I was just on their website, The turbo kit looks promising.


----------



## epicklein22 (Oct 7, 2008)

spacemule said:


> The idi is a lot better engine than the power stroke.



You really think so? I know a lot of people that swear by the 7.3ps. Those older diesels are pretty reliable but lack in the performance department as the newer diesels.

A banks turbo would be sweet and cheaper, a good idea to me.


----------



## STLfirewood (Oct 7, 2008)

If I was going through the pain of a swap I wouldn't swap in a Power Stroke or turbo the IDI. I would swap a Cummins 12v in that things. They make the adapter plate for the tranny and the motor mounts to make it work. Then you would have a real diesel in that thing.


Scott


----------



## woodchuck361 (Oct 7, 2008)

STLfirewood said:


> If I was going through the pain of a swap I wouldn't swap in a Power Stroke or turbo the IDI. I would swap a Cummins 12v in that things. They make the adapter plate for the tranny and the motor mounts to make it work. Then you would have a real diesel in that thing.
> 
> 
> Scott



You got that right! Now if they would make a plate to bolt that to an Alison trans in a Ford truck with the 12valve motor you would really have something.


----------



## berry5 (Oct 7, 2008)

i done that to my truck its not that bad ill send you a pm with my phone number


----------



## custom8726 (Oct 7, 2008)

I have two non- turbo 7.3 long blocks complete w/ low miles if any one is in the market for one there just sitting in the garage taking up space.


----------



## spacemule (Oct 8, 2008)

epicklein22 said:


> You really think so? I know a lot of people that swear by the 7.3ps. Those older diesels are pretty reliable but lack in the performance department as the newer diesels.
> 
> A banks turbo would be sweet and cheaper, a good idea to me.
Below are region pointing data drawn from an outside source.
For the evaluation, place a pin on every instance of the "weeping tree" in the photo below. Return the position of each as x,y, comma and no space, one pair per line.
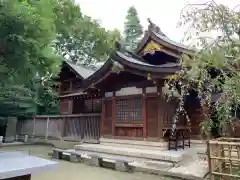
213,71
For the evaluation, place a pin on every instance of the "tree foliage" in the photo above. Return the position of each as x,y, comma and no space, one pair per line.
35,36
26,36
214,70
132,29
80,38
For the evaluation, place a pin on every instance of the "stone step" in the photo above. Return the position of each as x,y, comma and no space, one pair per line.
191,170
153,154
137,146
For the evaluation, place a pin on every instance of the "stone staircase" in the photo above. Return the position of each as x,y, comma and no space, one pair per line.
139,156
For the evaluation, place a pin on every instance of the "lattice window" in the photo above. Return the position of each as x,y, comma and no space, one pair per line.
88,105
92,105
65,86
129,110
97,105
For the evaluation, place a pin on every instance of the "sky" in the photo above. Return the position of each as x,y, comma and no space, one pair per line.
164,13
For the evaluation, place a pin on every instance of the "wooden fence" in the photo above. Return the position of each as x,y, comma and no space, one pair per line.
224,158
80,127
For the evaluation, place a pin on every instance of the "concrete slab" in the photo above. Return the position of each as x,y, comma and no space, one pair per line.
14,164
172,156
142,144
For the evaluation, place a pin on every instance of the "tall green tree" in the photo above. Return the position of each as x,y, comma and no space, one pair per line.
132,29
27,50
215,68
80,38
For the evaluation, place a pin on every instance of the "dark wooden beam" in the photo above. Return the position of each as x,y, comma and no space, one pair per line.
160,112
144,115
113,113
103,115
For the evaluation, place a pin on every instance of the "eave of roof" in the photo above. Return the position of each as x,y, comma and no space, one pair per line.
161,38
127,60
80,70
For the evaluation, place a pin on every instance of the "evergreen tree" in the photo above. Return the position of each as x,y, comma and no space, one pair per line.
132,29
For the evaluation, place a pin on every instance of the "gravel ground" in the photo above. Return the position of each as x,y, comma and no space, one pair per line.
77,171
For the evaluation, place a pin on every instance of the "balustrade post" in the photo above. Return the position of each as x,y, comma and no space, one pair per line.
34,125
63,126
46,135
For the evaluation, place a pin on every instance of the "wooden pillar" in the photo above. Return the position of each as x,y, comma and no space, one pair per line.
70,106
63,127
160,111
113,113
144,115
103,115
46,134
34,126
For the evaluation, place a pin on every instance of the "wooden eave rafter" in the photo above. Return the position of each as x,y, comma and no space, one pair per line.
64,63
150,35
134,68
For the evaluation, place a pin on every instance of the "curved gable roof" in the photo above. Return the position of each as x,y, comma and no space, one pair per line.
155,33
80,70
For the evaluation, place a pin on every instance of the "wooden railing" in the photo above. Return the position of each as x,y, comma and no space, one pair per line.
224,158
75,127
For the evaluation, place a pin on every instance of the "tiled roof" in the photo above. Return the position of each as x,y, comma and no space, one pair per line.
134,60
81,70
174,43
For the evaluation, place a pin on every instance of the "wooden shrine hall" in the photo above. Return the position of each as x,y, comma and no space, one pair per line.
126,91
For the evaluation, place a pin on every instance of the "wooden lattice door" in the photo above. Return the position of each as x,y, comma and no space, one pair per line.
107,121
152,117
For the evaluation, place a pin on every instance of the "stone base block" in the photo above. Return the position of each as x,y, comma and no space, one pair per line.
76,158
91,161
121,166
107,163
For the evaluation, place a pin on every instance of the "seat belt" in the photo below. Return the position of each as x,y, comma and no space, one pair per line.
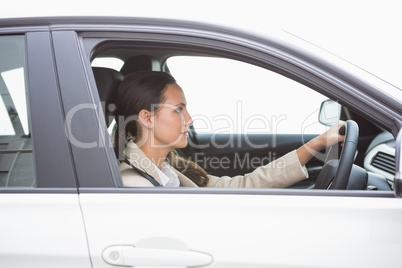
144,174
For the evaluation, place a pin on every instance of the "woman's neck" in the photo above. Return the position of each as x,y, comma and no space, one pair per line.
156,155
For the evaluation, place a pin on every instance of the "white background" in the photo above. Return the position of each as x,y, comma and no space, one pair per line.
365,32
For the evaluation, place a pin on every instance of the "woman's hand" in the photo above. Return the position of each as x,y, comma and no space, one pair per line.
326,139
331,136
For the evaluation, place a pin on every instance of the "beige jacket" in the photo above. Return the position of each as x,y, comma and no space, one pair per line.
280,173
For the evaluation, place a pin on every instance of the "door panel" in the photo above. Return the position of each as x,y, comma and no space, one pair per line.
42,230
248,230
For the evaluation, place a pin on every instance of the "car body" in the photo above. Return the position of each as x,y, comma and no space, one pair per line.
62,200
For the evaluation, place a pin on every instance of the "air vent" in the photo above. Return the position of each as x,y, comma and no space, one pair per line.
385,162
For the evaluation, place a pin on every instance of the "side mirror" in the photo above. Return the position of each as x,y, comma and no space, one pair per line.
330,112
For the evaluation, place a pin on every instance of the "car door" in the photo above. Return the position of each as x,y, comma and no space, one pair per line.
41,221
161,227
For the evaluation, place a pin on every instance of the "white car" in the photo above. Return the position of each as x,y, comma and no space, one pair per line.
253,99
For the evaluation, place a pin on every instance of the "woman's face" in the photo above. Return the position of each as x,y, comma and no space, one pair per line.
172,120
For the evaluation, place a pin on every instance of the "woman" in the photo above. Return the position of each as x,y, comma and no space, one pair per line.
152,121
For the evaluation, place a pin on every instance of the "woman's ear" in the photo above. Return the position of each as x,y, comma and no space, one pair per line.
145,118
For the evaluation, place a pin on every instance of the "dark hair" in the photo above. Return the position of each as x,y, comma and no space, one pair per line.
145,90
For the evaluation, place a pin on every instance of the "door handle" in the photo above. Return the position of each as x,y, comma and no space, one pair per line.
129,256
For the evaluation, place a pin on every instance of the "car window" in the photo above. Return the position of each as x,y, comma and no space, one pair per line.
259,101
16,160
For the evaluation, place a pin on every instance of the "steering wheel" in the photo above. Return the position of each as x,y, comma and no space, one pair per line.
335,173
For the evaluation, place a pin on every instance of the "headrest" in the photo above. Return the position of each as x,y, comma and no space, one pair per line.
137,63
107,81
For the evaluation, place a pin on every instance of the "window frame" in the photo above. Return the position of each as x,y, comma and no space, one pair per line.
54,171
269,58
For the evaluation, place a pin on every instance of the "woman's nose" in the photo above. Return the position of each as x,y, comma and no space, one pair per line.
189,120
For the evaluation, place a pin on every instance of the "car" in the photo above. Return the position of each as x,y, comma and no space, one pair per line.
254,98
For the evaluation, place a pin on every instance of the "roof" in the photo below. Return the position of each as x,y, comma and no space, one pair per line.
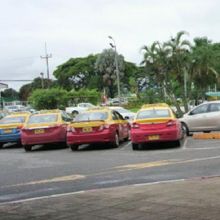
212,93
49,111
155,105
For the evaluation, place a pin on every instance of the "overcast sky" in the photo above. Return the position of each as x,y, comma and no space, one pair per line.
74,28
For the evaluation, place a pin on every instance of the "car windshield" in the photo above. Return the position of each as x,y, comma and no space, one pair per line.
153,113
11,120
91,116
47,118
122,110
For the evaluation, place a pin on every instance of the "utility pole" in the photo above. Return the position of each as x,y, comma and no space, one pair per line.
46,57
117,68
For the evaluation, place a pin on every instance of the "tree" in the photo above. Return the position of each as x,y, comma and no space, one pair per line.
49,98
105,66
77,73
10,94
26,90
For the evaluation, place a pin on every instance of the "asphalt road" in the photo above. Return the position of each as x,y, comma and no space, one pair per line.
51,170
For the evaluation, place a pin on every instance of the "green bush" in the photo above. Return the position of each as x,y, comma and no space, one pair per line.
54,98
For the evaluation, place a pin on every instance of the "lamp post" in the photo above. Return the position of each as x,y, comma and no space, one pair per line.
42,80
113,45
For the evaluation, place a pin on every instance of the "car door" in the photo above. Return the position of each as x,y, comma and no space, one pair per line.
118,124
196,119
124,126
213,117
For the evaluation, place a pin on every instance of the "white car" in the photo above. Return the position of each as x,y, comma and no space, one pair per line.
202,118
81,107
124,112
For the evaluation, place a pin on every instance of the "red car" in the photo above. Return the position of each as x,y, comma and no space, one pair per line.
99,125
155,123
45,127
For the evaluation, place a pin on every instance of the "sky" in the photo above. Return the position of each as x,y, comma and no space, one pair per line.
77,28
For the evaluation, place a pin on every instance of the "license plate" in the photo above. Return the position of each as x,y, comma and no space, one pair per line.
39,131
87,129
153,137
7,131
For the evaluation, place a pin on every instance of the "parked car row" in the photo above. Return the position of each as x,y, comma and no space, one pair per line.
154,122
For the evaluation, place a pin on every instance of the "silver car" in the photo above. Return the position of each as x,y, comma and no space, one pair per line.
203,118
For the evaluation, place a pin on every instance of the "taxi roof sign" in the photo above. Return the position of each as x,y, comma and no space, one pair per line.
49,111
155,105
The newer power strokes do have a boatload of power, but they've got an exotic fuel system powered by engine oil pressure and extremely expensive parts and don't seem to be as reliable. The old 7.3's had sufficient power, got better fuel mileage, were cheaper to work on, more reliable, and would go a lot more miles than the truck would hold together. They drove like a diesel--not like a gas engine. You had to build up the rpms and get going, but they would hold speed pulling a lot of weight.


----------



## Madsaw (Oct 8, 2008)

Lets see, take a 7.3 IDI add a banks or others turbo. then atleast a 3 inch exhuast no muffler. Then turn the pump up 15 % then advance the timeing a few degrees. Also make a cold air intake for it. This will get you to the factory PS engine. If you want to pass that add water injection and a inter cooler.
I ran a 91 with the pump mods and 3 inch exhaust. That alone made that engine wake up. I would pull loads of hay in the range of 6to 7 ton. The truck never had a problem with it. I also ran a fuel milage of about 17 to 18 hwy and 11 to 12 short runs and pulling. The truck had a E4OD with 4.10 gears. I hope by spring it will have a 4 spd manual with 3.23 gears. maybe the nexy step after that will be a gear vendor over drive. That should push it up to 27 mpg on the hwy.
I love the old trucks with out must electronincs to bug with.
Bob


----------



## Madsaw (Oct 8, 2008)

Also go to Fordforums.com regsiter tehre and go to the diesel board for the yr of truck you have. Them guys are real gear heads there.
Bob


----------



## Ten_Bucks (Oct 9, 2008)

X2 on swapping in a 12V Cummins. Here's a couple of websites that will help you with that.

http://destroked.com/

http://cummins-conversion.com/

Scott


----------



## nilzlofgren (Oct 9, 2008)

Maybe I'll just stick with 7.3 IDI.


----------



## Steve G (Oct 9, 2008)

It wouldn't be worth it to put a stroker in your IDI... I have a 92 idi and I have been researching the banks and ATS turbo systems for a while as I am planning on putting one on my truck. Here is a link to the banks system.
They actually increase your fuel economy and give you alot more power!
We just blew the tranny on our truck haulin' a tractor up a heep of a grade.
Before that we overflowed the tranny haulin' logs up another hill... and after that we overflowed it while haulin' a heep of wet dirt in the bed.
So I am thinking of putting the Banks turbo on my truck to give it alot more power than we have now.
Btw, they go for around $3500.... a heap of money but I hear they're worth it!
I'm planning on installing it myself but they say you can have it installed if you want.

Steve


----------



## gink595 (Oct 9, 2008)

spacemule said:


> The idi is a lot better engine than the power stroke.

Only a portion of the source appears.